Bisogna ammetterlo: la Gelmini ha ragione quando dice che non capisce perché gli studenti protestino per difendere i “baroni” universitari. Intendo, ovviamente, che ha ragione quando dice che non capisce. Perché gli studenti salgono sui monumenti e sui tetti, scendono in strada, occupano facoltà, presidiano rettorati, dipingono cartelli di protesta, urlano slogan nei cortei non per difendere i baroni ma per contestare tutte le mille carognate che nella legge di riforma universitaria sono poste attorno a quell’unica norma che il ministro chiama in causa in ogni suo intervento.
Una norma, tra l’altro, che potrebbe anche essere approvata, ma è sicuramente debolissima, visto che si propone di abbattere il nepotismo diretto impedendo di partecipare ai concorsi di docenza a figli e parenti di docenti della medesima università, ma che non tocca né la possibilità del “posto di scambio” tra i parenti di docenti di università diverse, né quella del posto concesso all’amico proprio o di amici potenti. È una norma che rende un po’ più complicata la parentocrazia, ma non si sogna minimamente di andare a toccare l’essenza stessa dei concorsi e delle commissioni per cancellare quelle negatività che possono mettere in secondo piano la tanto sbandierata meritocrazia.
La Gelmini, curiosamente ma evidentemente, pensa davvero che gli universitari siano la parte meno intelligente del Paese se pensa di infinocchiarli presentando loro un’unica esca appetibile che galleggia in un mare di liquami, da portarsi a casa in un pacco unico, talmente velenosi che vanno a cancellare le autonomie economiche – e quindi scientifiche ed etiche – delle università. Quelle autonomie sancite dalla Costituzione.

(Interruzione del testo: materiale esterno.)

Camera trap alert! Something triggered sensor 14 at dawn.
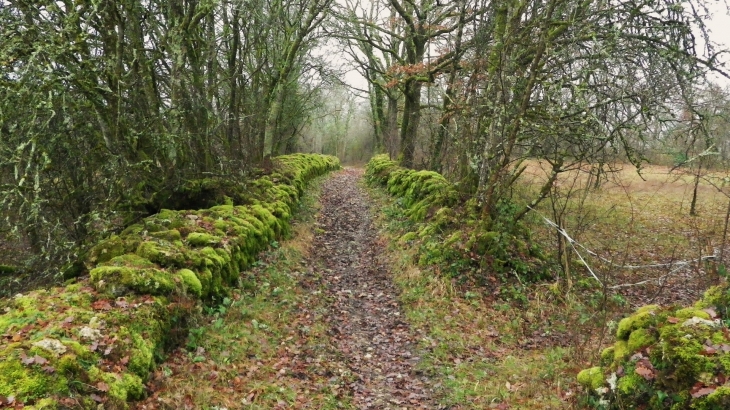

Perché, secondo il disegno suo o di chi glielo ha dettato, appare evidente che le università dovrebbero essere costrette, per sopravvivere, a mettersi economicamente a disposizione delle industrie che così potranno indirizzare le ricerche dove meglio loro aggrada risparmiando anche le spese di laboratori scientifici interni. E le facoltà che alle industrie non interessano, che chiudano pure.
La storia insegna che è sempre da diffidare quando i re o gli imperatori dicono che i baroni vanno cancellati perché hanno troppo potere. Di solito questo succede perché vogliono andare a occupare anche quelle residue sacche di potere di cui finora non sono ancora riusciti a impadronirsi.
Ma vi sembra verosimile che davvero a Berlusconi, Gelmini, Brunetta, Bondi e compagnia interessi quella cultura che, secondo l’illuminato Tremonti, «non dà da mangiare»?